Hilal Sarı / İstanbul, 26 Mart (DHA) – BP’de Ukrayna, Türkiye ve Ortaasya bölgelerinde madeni yağlardan sorumlu director Kamuran Yazganoğlu, Başbakan Yardımcısı Mehmet Şimşek, "Ekonomideki tuzaklardan kaçmak için yerli üretim yapalım” dedi.
DHA’nın sorularını yanıtlayan Yazganoğlu, "Haliyle en önemli ham maddemiz petrol türevi olan baz yağ. Dolayısıyla da girdilerimizin çok önemli bir kısmı maalesef döviz. Döviz kurlarının şiddetli olarak artması, özellikle de son on iki aylık zaman içinde artması, bizim de girdilerimizi etkiledi" dedi ve sektörün genel durumu ve döviz kurlarına ilişkin şu açıklamaları yaptı.
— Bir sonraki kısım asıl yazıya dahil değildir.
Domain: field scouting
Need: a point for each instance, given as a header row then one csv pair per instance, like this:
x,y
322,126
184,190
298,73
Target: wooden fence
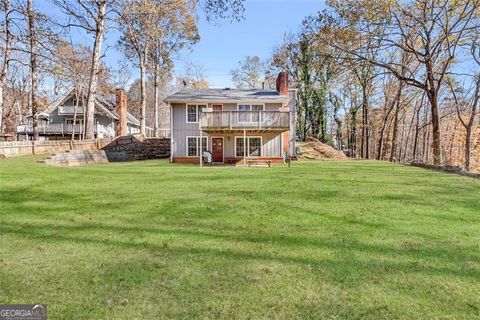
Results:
x,y
22,148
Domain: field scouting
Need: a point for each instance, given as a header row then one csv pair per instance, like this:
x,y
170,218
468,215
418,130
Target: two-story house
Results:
x,y
65,117
235,125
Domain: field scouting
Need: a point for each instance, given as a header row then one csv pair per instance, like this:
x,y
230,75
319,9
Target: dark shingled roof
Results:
x,y
226,94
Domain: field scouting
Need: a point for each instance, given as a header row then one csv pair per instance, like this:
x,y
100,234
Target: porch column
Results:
x,y
244,147
200,151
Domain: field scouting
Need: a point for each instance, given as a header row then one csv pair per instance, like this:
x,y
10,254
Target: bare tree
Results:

"Döviz kurlarındaki artışın farklı avantaj ve dezavantajları var. Aynı zamanda ihracat yapan bir ülke olduğumuz için, bu bize bir takım konularda avantaj da sağlıyor.
"Ama maalesef sanayinin önemli hammaddelerinden biri olduğu için de ülke olarak üretim maliyetlerimize de negatif etki ediyor.
"Madeni yağ sektörü son iki üç seneden beri Türkiye’de ciddi anlamda büyüdü. Geçen sene yüzde 6-7 civarında bir büyüme gerçekleştirdi.
"Bunda tabii yaklaşık olarak 1 milyon adede ulaşan otomobil ve ticari araç satışlarının pozitif katkısı oldu. Sanayimiz hala ciddi büyüme rakamlarıyla ilerliyor.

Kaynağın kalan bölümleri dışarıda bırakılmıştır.